Only a short distance from Bedford, this is really a delightful rural ramble in the home country of John Bunyan, starting on open uplands, descending to the plain surrounding Bedford and finishing through a stretch of woodland reserve. (The latter only in spring through autumn; in winter a longer alternative must be taken.) There is opportunity for refreshment near the end of the walk. It could be combined with walk 1130.
Calculated time is computed with the distance, the height difference, and an average speed of 2.2 mph. For an intermediate walker, this time includes small breaks.
(D/A) Haynes is a small village about 7 miles south of Bedford off the A600. It is possible to find a convenient parking space in any of the main roads which radiate from the junction in the centre (Grid Ref TL 097 420). The walk as described commences from the start of North Lane 25yds NE of the junction.
This lane, part of the 70 mile circular John Bunyan Trail, starts as a tarmac cul de sac running NW to North West End Farm with a few remaining older farm buildings in the local vernacular. (En route you might like to come up with ideas for the derivation of the name "Old Pudding Bag Cottage" which you pass.) It continues generally in the same direction up a broad track along the field edge, hedge right. This is big sky country with views ahead right over North Bedfordshire, with Bedford to the east, and beyond to Northamptonshire. Once through the first bridle gate as you descend, still on the field edge, to a second set of gates the country starts getting cosier. After passing Manor Farm, you still go straight ahead but now on a tarmac lane which comes to a T-junction on the outskirts of Littleworth.

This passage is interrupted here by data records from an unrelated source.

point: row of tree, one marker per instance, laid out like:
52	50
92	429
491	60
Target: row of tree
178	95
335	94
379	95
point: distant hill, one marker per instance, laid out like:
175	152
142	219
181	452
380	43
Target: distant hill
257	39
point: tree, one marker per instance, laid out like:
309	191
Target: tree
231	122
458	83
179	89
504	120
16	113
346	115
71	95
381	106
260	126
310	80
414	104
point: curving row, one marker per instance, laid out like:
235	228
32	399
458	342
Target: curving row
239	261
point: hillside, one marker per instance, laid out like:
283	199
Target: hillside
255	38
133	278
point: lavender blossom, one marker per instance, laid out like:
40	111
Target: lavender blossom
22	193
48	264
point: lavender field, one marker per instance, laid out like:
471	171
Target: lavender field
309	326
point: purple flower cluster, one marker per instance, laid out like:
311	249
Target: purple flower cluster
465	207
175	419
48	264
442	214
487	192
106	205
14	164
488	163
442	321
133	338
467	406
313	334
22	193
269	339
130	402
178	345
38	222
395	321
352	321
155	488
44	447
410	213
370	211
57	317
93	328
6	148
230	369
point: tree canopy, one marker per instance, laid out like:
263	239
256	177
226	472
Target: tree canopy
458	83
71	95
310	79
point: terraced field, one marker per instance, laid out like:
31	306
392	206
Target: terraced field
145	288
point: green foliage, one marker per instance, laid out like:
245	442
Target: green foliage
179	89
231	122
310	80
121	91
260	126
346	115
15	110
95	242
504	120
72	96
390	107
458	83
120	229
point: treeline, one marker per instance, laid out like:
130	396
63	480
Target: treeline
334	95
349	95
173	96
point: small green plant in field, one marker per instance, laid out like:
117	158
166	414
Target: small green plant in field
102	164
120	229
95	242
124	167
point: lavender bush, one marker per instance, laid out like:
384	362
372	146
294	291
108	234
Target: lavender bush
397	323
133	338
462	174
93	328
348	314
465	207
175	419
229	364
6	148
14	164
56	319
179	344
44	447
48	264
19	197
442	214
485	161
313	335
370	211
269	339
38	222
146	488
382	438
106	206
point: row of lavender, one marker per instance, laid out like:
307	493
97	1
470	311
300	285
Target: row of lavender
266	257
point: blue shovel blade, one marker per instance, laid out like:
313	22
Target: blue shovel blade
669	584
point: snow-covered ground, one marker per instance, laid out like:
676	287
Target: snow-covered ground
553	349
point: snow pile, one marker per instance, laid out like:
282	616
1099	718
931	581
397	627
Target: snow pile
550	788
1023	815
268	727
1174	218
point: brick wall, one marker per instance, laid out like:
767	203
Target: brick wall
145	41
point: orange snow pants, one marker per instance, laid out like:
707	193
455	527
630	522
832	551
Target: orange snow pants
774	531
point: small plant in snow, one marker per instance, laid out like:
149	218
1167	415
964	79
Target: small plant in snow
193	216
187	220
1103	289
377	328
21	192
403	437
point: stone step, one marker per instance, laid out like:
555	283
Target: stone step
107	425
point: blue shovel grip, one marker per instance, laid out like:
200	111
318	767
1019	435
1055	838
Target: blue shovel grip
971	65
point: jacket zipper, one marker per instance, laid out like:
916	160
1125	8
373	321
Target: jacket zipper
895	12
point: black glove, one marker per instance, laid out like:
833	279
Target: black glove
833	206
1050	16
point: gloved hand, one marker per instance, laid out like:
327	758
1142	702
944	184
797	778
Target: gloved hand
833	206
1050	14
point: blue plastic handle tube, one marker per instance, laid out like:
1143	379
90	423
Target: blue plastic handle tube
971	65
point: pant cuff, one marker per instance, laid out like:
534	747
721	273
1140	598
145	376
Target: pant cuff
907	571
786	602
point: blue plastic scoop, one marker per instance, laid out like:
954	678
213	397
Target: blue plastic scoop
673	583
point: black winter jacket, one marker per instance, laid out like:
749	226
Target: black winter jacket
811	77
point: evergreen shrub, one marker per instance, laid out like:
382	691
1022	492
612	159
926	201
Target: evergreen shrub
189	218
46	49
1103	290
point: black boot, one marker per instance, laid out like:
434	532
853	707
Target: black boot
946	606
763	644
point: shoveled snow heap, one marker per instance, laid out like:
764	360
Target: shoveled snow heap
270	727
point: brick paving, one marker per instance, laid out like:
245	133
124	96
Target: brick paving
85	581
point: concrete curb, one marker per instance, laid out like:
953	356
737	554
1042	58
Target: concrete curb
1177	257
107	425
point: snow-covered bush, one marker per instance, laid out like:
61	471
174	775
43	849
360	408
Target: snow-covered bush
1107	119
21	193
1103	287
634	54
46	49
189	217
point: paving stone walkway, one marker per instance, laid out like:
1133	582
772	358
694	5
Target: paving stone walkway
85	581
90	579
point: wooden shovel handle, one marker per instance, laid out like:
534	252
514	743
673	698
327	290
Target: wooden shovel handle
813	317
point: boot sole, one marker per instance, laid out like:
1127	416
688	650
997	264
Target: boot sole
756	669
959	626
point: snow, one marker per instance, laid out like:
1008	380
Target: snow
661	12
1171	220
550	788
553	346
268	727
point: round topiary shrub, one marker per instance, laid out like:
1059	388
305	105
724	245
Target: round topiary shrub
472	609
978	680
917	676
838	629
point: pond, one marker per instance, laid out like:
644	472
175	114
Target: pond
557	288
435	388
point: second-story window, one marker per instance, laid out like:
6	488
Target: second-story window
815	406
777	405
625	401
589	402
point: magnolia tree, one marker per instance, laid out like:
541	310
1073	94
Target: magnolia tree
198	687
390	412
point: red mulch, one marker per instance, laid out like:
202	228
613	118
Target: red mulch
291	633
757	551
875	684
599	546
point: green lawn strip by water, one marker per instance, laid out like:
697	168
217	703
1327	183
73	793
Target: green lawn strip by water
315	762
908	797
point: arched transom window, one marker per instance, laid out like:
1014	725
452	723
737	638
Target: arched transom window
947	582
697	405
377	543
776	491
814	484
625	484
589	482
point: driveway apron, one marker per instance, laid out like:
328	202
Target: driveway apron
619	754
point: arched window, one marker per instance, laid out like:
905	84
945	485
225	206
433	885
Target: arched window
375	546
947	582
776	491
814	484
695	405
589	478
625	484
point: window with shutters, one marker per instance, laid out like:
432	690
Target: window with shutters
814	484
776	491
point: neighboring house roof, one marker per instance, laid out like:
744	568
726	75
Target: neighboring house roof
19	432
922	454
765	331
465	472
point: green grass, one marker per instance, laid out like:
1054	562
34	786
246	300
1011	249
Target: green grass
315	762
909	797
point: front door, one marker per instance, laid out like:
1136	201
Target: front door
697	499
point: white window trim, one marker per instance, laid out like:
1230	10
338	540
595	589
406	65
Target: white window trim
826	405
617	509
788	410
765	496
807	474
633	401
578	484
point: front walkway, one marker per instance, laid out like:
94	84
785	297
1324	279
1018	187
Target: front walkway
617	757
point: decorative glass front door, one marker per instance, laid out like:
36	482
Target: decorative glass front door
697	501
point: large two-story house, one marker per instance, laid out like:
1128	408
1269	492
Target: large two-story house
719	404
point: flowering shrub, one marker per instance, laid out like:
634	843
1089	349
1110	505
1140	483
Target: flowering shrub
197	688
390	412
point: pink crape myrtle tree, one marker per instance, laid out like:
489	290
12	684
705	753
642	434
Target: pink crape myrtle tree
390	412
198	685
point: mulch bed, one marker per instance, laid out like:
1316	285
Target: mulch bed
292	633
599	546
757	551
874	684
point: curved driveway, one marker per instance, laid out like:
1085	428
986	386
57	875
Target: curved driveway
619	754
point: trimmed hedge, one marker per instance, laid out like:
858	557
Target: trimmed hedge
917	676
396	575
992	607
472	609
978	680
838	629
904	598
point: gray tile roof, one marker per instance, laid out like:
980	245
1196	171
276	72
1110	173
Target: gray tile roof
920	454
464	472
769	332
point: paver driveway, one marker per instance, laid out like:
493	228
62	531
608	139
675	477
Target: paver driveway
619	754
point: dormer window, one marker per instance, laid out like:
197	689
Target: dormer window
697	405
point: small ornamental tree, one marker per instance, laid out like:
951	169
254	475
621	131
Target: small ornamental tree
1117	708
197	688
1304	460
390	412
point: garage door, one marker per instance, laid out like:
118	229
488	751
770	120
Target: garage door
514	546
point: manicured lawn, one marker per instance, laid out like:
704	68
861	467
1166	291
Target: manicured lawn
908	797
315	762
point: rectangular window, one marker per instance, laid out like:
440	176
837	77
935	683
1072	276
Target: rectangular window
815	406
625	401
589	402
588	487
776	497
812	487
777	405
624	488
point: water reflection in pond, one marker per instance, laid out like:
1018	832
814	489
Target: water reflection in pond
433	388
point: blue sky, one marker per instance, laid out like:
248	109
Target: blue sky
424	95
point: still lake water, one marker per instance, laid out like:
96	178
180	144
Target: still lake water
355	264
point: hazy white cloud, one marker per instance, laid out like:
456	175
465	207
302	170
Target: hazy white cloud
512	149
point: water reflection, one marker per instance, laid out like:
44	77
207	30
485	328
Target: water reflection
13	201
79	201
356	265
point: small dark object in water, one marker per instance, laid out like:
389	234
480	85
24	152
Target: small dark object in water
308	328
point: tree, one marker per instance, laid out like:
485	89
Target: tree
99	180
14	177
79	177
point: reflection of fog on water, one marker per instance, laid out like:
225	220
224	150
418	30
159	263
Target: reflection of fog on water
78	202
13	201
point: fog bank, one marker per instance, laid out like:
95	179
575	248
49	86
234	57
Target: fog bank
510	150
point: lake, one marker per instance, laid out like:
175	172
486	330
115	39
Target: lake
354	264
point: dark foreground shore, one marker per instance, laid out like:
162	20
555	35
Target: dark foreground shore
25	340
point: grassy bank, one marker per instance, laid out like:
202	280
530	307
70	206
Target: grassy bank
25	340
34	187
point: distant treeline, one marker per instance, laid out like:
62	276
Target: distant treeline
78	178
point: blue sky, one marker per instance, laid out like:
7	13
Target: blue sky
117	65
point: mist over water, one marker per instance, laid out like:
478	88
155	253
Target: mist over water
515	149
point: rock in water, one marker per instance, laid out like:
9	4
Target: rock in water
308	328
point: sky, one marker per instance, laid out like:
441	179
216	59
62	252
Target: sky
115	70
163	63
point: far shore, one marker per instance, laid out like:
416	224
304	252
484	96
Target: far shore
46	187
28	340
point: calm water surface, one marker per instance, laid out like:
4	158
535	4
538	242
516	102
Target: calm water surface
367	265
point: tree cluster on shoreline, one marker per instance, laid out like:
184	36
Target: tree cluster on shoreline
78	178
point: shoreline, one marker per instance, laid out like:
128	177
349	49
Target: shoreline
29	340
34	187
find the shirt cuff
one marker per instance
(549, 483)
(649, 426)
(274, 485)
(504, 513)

(1) Turn right and follow the road to the A600. Cross over and continue straight on down the bridle way (with the historic airship hangers of Cardington over to the left). Follow this, crossing a farm access track, until a track junction is reached with a yellow marker post. Currently this shows only the track you have just come from and one going left. Maybe the post is the wrong way round. The OS map shows no path going left but there is a public bridleway going right and this is the one you want. So, just beyond the marker post turn right into the field to gain the field edge with hedge and brook right. Look out for another marker post, not totally concealed, in the hedge. Turn left here at right angles across an arable field. This footpath is apparently not restored after ploughing. If you are having to trail blaze aim for a wide gap in the hedge on the far side with a solitary tree to the right and a clump to the left. On the other side of the gap follow the field edge, hedge left, to a road. Turn right and follow it for about 1.3km to a line of trees where you pick up the Greensand Ridge Walk. (There is some traffic but it is straight with good sightlines.)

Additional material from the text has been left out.